しかし期待していた情報についてはこの男の管轄外であったのか少なく、せいぜいが関所を通る時に視界に収めた記憶程度のものであった。
その中で見てわかる敵は、兵士十五人、実験体が二人。
兵士だけであれば、男達を四、五人で一人に当たらせればなんとかなりそうだ。
作戦会議の後でさらに集めた仲間の人数は、ゲロルドに管理させているので正確な数は不明であるが、既に八十人前後ぐらいはいる。
しかし、実験体が邪魔だ。
どう考えても男達の手に余る。
そうなると、消去方でいけば私やカール、そして協力して貰えれば、冒険者五人の戦力でなんとかなりそうだが……

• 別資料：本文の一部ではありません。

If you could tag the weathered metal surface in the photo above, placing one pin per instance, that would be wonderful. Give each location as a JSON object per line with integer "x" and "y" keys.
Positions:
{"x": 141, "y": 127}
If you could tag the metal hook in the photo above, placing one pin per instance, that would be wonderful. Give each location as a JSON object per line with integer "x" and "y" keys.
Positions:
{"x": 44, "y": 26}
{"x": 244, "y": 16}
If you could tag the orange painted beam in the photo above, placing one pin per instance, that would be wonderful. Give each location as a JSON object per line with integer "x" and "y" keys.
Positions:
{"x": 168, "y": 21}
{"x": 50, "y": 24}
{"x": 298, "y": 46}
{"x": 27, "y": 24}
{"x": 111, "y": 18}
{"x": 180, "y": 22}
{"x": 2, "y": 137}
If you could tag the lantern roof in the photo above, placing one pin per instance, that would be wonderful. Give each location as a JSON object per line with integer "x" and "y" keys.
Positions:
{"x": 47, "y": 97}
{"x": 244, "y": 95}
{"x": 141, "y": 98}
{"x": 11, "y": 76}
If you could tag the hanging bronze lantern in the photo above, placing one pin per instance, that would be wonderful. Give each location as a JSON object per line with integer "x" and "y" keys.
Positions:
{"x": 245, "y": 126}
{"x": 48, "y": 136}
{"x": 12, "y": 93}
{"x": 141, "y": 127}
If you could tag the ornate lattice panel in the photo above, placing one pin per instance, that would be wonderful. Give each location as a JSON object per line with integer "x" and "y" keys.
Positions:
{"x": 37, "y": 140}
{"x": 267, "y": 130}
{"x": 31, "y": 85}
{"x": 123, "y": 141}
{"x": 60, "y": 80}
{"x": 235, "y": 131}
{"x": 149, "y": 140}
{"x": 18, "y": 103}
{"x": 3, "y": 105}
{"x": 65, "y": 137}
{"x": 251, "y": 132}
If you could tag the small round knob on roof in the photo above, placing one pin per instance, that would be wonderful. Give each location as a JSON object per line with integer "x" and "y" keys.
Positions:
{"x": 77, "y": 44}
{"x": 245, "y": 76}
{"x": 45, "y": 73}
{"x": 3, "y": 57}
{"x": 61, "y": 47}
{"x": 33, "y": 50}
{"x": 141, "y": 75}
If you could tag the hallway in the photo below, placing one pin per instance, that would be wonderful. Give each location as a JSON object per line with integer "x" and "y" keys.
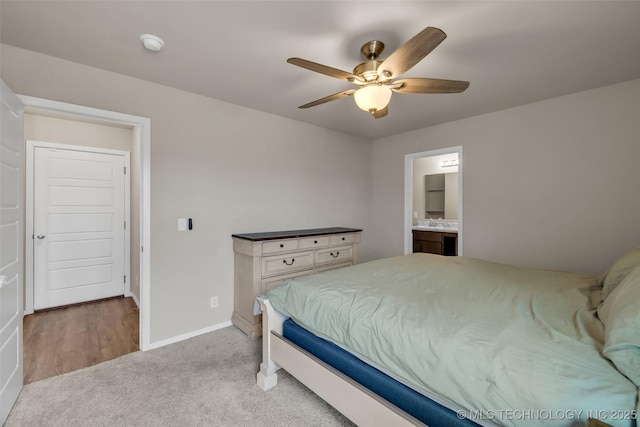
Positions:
{"x": 69, "y": 338}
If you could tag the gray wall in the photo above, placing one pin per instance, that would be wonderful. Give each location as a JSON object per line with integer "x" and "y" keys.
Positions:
{"x": 231, "y": 169}
{"x": 554, "y": 184}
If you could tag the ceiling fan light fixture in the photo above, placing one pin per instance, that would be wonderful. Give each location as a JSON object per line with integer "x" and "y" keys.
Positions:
{"x": 372, "y": 98}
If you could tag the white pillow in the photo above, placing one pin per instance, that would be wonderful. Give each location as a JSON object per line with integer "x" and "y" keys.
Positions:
{"x": 618, "y": 271}
{"x": 620, "y": 313}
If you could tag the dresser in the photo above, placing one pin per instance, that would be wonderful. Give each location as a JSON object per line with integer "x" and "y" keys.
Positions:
{"x": 263, "y": 260}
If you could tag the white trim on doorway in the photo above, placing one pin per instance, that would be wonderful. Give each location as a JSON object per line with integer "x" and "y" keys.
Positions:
{"x": 29, "y": 212}
{"x": 142, "y": 126}
{"x": 408, "y": 194}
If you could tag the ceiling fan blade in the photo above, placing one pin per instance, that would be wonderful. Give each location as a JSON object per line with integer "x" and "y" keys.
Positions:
{"x": 323, "y": 69}
{"x": 381, "y": 113}
{"x": 422, "y": 85}
{"x": 333, "y": 97}
{"x": 412, "y": 52}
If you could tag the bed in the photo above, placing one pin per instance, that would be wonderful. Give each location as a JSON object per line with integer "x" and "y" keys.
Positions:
{"x": 464, "y": 341}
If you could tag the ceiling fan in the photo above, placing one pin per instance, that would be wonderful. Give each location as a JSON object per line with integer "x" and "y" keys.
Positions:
{"x": 374, "y": 77}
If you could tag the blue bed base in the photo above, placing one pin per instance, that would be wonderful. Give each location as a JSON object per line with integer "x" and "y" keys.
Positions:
{"x": 426, "y": 410}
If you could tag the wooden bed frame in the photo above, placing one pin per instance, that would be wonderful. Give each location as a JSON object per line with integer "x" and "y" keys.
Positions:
{"x": 353, "y": 400}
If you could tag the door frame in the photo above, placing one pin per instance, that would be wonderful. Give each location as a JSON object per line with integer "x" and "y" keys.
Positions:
{"x": 408, "y": 194}
{"x": 142, "y": 129}
{"x": 29, "y": 214}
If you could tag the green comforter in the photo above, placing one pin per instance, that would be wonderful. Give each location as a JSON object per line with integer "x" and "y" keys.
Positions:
{"x": 507, "y": 345}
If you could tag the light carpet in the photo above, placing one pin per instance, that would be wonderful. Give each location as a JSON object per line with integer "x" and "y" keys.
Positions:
{"x": 208, "y": 380}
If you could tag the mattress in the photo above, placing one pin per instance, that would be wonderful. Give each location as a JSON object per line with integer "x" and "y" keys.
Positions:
{"x": 506, "y": 344}
{"x": 426, "y": 410}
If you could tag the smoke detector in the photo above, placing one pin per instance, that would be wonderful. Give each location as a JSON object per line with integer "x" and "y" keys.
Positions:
{"x": 151, "y": 42}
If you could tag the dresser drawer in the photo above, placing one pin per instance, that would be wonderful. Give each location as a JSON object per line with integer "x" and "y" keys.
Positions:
{"x": 314, "y": 242}
{"x": 329, "y": 255}
{"x": 273, "y": 282}
{"x": 276, "y": 246}
{"x": 333, "y": 266}
{"x": 287, "y": 263}
{"x": 340, "y": 239}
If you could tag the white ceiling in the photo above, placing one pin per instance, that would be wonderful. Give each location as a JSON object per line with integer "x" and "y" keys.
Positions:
{"x": 512, "y": 52}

だけど、出来れば冒険者には直接戦闘に加わって貰いたくは無い。
失敗すれば当然終わりなのだが、成功したとしても国が管理している区画の兵士を倒してしまえば、外で身分のある彼らの居場所が無くなってしまうだろう。
今日一日だけであったが、美味しくない食料や甘い飴玉、それに綺麗な服を作って貰って、とても優しい時間を過ごす事が出来た。

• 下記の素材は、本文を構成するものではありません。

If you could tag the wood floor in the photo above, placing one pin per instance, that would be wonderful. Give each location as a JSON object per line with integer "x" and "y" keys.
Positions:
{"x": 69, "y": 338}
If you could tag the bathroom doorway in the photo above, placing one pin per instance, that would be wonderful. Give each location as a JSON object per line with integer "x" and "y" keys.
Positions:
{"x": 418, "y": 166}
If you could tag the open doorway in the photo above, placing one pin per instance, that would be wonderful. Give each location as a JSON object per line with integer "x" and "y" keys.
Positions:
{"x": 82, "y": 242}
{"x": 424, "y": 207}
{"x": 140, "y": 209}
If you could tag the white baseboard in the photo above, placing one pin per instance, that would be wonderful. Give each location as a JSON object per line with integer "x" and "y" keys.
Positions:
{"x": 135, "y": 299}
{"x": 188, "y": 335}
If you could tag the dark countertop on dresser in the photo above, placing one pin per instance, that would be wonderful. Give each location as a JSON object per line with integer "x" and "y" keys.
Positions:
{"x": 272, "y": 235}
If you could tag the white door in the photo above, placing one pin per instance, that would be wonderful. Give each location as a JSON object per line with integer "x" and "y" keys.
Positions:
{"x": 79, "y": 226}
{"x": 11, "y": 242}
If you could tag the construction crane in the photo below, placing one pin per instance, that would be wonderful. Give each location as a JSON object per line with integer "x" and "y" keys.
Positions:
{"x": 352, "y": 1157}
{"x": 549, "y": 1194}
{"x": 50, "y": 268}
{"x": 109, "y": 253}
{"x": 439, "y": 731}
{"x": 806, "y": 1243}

そんな風に接してきてくれた彼らに対し、こんな事を頼み込むのはさすがの私でも気が引けるのだった。
「さ、綺麗になりましたよ」
「……ん、ありがとう」
「では服を着せますね」
「うん、お願い」
考え込んでいる私の邪魔をするのを嫌ってか、マリーが献身的に世話をしてくれる事に感謝しつつ、考えを再開させていく。
そう、問題は実験体だ。
記憶の中で見ていた実験体は、二人とも檻の中に入れられていた。
檻の中に入れると言う事は、恐らく兵士達も無差別に襲われて危ないのであろう。
と、すればだ。
実験体を檻から放たれない様に立ち回れば、実験体と戦闘になる事無く通過出来るのではないか。

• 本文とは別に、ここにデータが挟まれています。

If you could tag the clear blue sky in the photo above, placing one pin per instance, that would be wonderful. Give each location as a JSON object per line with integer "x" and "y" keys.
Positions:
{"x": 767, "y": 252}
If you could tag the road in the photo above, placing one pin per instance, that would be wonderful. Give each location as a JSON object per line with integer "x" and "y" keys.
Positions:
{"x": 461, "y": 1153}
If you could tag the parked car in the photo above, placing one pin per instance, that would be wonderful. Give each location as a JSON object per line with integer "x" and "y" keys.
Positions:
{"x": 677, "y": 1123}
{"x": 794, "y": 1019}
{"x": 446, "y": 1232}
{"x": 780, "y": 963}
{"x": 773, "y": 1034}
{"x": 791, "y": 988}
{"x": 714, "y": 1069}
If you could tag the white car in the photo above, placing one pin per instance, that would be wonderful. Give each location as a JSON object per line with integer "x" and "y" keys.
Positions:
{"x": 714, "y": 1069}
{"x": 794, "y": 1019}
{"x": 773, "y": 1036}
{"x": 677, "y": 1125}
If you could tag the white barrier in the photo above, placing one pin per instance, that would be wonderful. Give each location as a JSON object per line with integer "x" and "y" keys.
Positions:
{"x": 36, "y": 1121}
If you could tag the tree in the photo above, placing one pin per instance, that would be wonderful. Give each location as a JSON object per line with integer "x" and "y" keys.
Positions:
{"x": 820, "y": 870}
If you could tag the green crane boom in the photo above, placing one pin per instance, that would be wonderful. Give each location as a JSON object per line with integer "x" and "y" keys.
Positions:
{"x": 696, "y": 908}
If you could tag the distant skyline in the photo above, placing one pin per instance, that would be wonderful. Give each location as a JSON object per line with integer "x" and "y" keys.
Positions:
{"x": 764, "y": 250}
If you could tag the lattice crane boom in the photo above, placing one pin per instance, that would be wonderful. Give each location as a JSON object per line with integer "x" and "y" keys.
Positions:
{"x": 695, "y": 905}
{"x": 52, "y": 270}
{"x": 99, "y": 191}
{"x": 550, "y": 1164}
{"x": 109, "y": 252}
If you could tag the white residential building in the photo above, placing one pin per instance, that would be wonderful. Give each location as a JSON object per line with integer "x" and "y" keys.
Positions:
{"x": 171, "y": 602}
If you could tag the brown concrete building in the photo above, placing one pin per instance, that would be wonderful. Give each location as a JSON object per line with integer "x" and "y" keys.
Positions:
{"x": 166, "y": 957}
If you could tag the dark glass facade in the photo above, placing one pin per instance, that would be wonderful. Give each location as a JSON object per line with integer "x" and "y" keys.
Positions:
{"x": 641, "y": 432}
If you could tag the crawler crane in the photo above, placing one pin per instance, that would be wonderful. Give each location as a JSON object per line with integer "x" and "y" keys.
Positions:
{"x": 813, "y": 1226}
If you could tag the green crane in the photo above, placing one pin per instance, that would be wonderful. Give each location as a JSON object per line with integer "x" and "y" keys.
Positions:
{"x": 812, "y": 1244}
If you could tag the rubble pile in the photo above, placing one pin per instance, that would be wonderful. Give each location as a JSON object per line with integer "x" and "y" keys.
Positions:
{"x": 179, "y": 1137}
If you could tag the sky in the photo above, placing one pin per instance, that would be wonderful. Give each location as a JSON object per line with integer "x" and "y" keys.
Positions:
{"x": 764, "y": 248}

その程度であれば、冒険者のエルナ達へも頼みやすそうだ。
よし、作戦もある程度決まった。
不安要素はないでも無いが、恐らくこれが一番良い方法になるだろう。
「何とかなりそうね、これで――あ、え……?」
その不安要素である少女の事を考えた瞬間、観察員の記憶の一部が再生される。
「そんな、まさか……」
「? どうかなさいましたか?」
私はマリーの声には反応できず、観察員の記憶に意識が釘付けにされていた。
否定をしたいが、見えているのは記憶であり純然たる事実。その事が余計に私を焦燥させる。
そこにはあの軽薄で馴れなれしい、エルフ少女の顔があったのだから。